Published on December 4, 2019
How nature's molecules flow in bio-research
Many are familiar with the central dogma of molecular biology, which demonstrates the flow of genetic material; DNA-> RNA-> Protein. However, the movement of these biomolecules as research tools requires a bit more elaboration. Fascinating as they are complex; using biomolecules to study the data, encompassing genetic material has forced the development of synthetic imitation tools. These tools are often referred to as “reagents” (or “bioreagents”). To help represent the flow of these synthetic biomolecules, kbDNA introduces its synthetic dogma.
Our synthetic dogma demonstrates the profiles of DNA, RNA & Protein as synthetic reagents and their roles throughout the flow of applications that help research genetic material:
cDNA | ssDNA
DNA is the traditional focus when it comes to genetic material.
Molecular cloning helped put genes in the hands of biologists with the production of complementary DNA (cDNA) clones. Popular formats for cDNA reagents are full length, open reading frame (ORF), 3’ untranslated region (UTR) and mutant clones. Each option designed to support specific applications.
Synthetic DNA can also be achieved by way of assembly. Using basepair fragments, called gBlocks; double-stranded A,C,T,G fragments can be chained together into a target DNA sequence. The method of choice for this technology is the infamous Gibson Assembly Protocol. gBlock DNA has contributed significant improvements in the application of DNA libraries for both molecular analysis and commercial product development.
Single-stranded DNA (ssDNA) also plays a key role in genetic studies such as expression analysis. ssDNA is part of the oligonucleotide (oligo) family and derives from the methods of solid-phase synthesis. They help target the short-sequence capacity of DNA rather than functional genes. ssDNA sequences are often customized to fit a wide range of applications. Their use can be as simple as being primers for PCR or as difficult as libraries for biosensors.
ssRNA | dsRNA
RNA is quickly climbing as the solution to research design.
Available in its various forms, RNA has been a key player in understanding the bridge between genetics and proteomics. Traditional focus has centered around its translational properties as messenger RNA (mRNA) and a good deal of mRNA reagents were developed to support an added layer of gene expression analysis. mRNA is part of the single-stranded RNA (ssRNA) oligo family, making it a benchmark in solid-phase synthesis and synthetic biology.
Most recently, RNA has taken a larger position in both experimental analysis and therapeutic design. In contrast to ssRNA, double-stranded RNA (dsRNA) synthesis showcases the advancing structural capabilities in therapeutic design. More specifically in antisense technology or “RNAi”. RNAi involves a collection of both ssRNA and dsRNA variations including; micro (miRNA), small interfering (siRNA), short hairpin (shRNA) designed to carry out the RNAi silencing mechanisms.
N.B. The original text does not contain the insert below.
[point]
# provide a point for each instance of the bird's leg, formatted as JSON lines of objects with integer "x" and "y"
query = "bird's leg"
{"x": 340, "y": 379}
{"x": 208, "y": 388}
With improving chemical compounds, RNA is matched with extensive modifications, continuing to extend its influence into more technology and applications. Two great examples are guide RNA (gRNA) in gene-editing and lipid nanoparticles (LNP-RNA) in transfection/drug delivery.
Recombinant Protein | Peptides
Protein is at the center of all bioscientific research.
Most genes are protein-coding DNA. Meaning their objective is to express a specific peptide or protein of interest-specific to its function. Protein reagents can be simplified into 3 categories; antibody, antigen, functional/enzyme. Each which have their own extensive list of subcategories based on their structure, pathway, etc. In short; antibodies detect, antigens are detected, functional/enzymes perform a target mechanism. Although it is definitely not that simple, they are all produced by way of recombination. Recombination systems use a variety of organisms (bacterial, mammalian, yeast, insect) cells to chemically express DNA (often cDNA) into a protein. This now recombinant protein is then used in a long list of applications; immunoblotting, flow cytometry, crystallography and of course assays, assays, assays. All which collect very complex data to support and/or validate the research.
All roads lead to protein and that responsibility comes with its own list of complications. Not only are protein structures very difficult to achieve beyond a certain threshold, but their precise functional data is very laborious to collect. These issues have created bottleneck-like limitations in assay development and relational proteomics. While methods such as cell-free expression systems build production solutions, the road to bioinformatics shows promise to organizing both commercial and research protein data.